夜になり一同は下川家に戻り、父親は世話になったし納得したと言い、母親も疲れ果て取材を終わらせようとしますが、智之は憮然として「でも(これから)、3人のうち誰かが死ぬんですよね?」と繰り返し、ついには「なんであんな場所に別荘買う気になったんだよ!」と父親を責めてケンカになりかけ、「原因がノイズなら実際にビデオの分析をした人(投稿者安藤)に会いたい」と言い出し、遠方を理由にスタッフが渋ると父親が「だから信用できないんだ!」と怒りだしたため、横田が「ならば明日、会いに行きましょう」と言い場を納めます。

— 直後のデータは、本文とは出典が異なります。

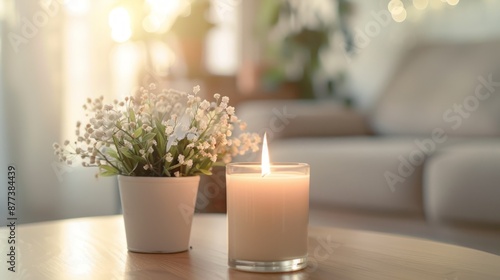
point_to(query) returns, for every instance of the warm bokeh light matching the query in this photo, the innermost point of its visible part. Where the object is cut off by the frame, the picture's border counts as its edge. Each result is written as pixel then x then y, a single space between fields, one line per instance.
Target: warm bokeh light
pixel 395 6
pixel 77 7
pixel 151 23
pixel 265 162
pixel 400 17
pixel 120 23
pixel 420 4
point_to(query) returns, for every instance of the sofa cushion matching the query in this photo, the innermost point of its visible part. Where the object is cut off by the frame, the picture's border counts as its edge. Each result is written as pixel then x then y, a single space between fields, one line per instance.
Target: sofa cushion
pixel 301 118
pixel 358 173
pixel 462 185
pixel 454 87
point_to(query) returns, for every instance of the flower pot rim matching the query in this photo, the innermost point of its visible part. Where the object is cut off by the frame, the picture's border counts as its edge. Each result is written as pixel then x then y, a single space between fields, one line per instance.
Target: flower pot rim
pixel 151 178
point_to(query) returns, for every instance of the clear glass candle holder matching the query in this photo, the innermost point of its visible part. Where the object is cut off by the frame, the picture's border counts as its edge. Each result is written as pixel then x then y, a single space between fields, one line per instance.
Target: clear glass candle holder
pixel 267 216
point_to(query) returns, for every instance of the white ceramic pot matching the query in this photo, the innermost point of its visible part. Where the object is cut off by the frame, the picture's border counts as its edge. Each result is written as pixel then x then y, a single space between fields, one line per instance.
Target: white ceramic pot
pixel 158 212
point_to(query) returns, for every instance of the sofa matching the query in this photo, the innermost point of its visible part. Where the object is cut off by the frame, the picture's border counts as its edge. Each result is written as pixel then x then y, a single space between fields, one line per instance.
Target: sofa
pixel 423 160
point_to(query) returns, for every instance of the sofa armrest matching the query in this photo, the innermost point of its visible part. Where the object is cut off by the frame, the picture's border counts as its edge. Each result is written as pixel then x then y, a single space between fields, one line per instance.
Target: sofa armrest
pixel 301 118
pixel 461 185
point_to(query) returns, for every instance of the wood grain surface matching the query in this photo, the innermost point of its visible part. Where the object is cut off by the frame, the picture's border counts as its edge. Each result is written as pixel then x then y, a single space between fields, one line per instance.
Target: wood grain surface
pixel 95 248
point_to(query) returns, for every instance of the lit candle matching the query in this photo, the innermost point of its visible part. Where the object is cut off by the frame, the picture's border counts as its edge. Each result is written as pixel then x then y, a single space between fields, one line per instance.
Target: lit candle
pixel 267 210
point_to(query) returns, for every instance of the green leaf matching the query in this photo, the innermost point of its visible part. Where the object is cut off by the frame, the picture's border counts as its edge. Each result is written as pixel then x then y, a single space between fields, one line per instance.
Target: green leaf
pixel 137 132
pixel 113 153
pixel 131 115
pixel 107 170
pixel 148 137
pixel 206 172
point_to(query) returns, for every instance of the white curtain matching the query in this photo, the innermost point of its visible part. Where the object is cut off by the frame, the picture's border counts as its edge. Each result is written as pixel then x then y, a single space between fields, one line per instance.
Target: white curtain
pixel 36 100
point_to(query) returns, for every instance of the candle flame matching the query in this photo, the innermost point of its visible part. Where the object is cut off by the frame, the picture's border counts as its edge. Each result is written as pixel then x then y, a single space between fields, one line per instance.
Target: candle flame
pixel 265 165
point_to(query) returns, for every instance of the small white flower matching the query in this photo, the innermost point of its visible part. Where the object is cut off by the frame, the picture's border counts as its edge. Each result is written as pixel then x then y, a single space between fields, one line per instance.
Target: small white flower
pixel 180 158
pixel 196 89
pixel 168 157
pixel 230 110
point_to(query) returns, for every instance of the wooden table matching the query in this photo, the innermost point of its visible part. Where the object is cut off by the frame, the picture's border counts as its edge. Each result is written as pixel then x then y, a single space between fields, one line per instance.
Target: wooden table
pixel 95 248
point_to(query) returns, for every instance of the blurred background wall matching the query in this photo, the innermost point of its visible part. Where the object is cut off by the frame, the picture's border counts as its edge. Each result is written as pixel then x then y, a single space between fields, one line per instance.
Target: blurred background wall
pixel 56 53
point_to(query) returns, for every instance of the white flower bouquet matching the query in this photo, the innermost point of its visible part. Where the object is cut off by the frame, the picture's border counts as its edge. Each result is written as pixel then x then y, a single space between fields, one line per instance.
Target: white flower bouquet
pixel 158 133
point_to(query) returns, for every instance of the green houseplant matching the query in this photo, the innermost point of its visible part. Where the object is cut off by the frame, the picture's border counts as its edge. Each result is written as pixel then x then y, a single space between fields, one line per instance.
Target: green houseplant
pixel 157 142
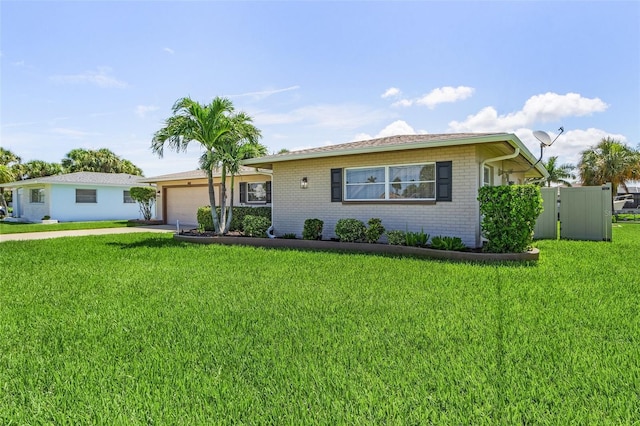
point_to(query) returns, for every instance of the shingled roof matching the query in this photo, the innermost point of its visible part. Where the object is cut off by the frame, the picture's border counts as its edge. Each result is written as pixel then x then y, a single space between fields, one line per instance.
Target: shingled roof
pixel 399 142
pixel 200 174
pixel 82 178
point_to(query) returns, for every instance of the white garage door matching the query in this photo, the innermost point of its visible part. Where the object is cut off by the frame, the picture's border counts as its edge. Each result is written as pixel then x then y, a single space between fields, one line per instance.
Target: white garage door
pixel 183 204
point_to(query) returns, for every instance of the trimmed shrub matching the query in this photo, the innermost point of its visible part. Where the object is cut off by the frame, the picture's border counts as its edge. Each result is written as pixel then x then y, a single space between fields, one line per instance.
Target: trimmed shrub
pixel 256 226
pixel 239 213
pixel 374 230
pixel 396 238
pixel 350 230
pixel 416 239
pixel 447 243
pixel 509 216
pixel 312 229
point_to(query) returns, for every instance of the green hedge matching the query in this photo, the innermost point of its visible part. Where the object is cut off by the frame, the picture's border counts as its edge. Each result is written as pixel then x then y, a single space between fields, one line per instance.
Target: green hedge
pixel 239 213
pixel 509 216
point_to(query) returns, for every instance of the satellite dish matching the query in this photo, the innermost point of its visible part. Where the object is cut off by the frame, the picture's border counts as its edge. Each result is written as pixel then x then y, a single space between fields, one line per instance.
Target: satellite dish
pixel 543 137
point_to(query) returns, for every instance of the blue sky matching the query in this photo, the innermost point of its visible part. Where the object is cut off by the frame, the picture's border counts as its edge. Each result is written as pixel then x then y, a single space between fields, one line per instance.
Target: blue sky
pixel 103 74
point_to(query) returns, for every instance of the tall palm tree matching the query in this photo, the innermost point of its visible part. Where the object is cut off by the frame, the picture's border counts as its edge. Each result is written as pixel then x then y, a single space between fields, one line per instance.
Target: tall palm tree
pixel 226 138
pixel 558 173
pixel 609 161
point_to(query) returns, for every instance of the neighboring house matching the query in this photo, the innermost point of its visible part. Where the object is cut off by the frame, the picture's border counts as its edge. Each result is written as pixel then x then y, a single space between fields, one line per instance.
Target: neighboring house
pixel 82 196
pixel 411 182
pixel 179 195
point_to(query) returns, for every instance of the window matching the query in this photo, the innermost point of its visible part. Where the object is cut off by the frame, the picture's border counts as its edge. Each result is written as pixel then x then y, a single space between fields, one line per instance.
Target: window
pixel 126 197
pixel 255 192
pixel 37 195
pixel 401 182
pixel 86 196
pixel 486 176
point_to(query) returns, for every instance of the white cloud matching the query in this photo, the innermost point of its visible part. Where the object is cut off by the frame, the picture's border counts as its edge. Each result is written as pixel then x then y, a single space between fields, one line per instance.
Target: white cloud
pixel 347 116
pixel 101 78
pixel 445 94
pixel 142 110
pixel 391 92
pixel 540 108
pixel 402 103
pixel 398 127
pixel 265 93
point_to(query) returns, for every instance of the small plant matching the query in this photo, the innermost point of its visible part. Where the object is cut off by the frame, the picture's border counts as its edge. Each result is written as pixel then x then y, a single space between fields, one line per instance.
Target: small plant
pixel 396 238
pixel 374 231
pixel 350 230
pixel 312 229
pixel 256 226
pixel 447 243
pixel 416 239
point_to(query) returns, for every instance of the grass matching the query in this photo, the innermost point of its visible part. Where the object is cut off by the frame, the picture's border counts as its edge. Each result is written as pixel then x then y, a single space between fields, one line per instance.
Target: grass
pixel 141 329
pixel 21 228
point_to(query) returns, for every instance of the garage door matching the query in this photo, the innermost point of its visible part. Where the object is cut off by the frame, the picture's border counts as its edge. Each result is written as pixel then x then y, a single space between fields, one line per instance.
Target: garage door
pixel 183 204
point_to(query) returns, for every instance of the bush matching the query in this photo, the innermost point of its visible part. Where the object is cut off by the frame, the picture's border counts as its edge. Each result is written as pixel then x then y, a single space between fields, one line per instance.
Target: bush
pixel 256 226
pixel 239 213
pixel 374 230
pixel 312 229
pixel 350 230
pixel 416 239
pixel 396 238
pixel 509 216
pixel 447 243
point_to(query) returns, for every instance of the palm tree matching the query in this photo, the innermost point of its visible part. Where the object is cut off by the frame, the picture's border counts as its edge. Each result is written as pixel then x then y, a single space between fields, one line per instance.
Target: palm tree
pixel 558 173
pixel 609 161
pixel 226 138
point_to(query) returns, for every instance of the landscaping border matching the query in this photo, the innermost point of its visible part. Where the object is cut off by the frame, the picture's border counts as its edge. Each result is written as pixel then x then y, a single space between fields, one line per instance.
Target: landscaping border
pixel 324 245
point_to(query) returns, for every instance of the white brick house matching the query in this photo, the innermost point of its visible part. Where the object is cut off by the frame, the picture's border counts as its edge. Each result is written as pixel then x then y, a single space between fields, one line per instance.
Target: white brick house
pixel 413 182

しかし翌日、北川は待ち合わせ場所に現れず携帯も通じないため、スタッフはとりあえず下川家に向かいますが、家には人気が無く玄関も開いたままだったため、万が一を思い、家の中へと入って行きます。
一家は不在で、なぜか財布も携帯も入ったままの北川のカバンが置き去りにされ、キッチンには「親戚が亡くなったため出掛けるが、取材陣が来たらそう伝えてくれ」と言う趣旨の祖父宛ての置手紙と昼飯代が置いてあり、奥から一家の祖父政文(仮名)が不安そうに現れます。
けれど説明しても話がかみ合わないうちに電話が入り、祖父が応対に出ます。相手は一家の誰かのようでしたが、横田が出ると切れてしまいます。
横田は、親戚の死亡を祖父が知らないのはおかしい、置手紙は単なる口裏合わせで、下川一家と北川が安藤の元に向かったのでは?と推測し急行します。
が、スタッフの車が高速を走っている最中、北川の携帯に彼女本人から、実は下川一家に連れ去られ、特急電車で栃木の安藤宅に向かっているとの連絡があります。スタッフたちは急遽高速を降り特急を追うものの間に合わず、安藤宅前で待ち伏せすることに。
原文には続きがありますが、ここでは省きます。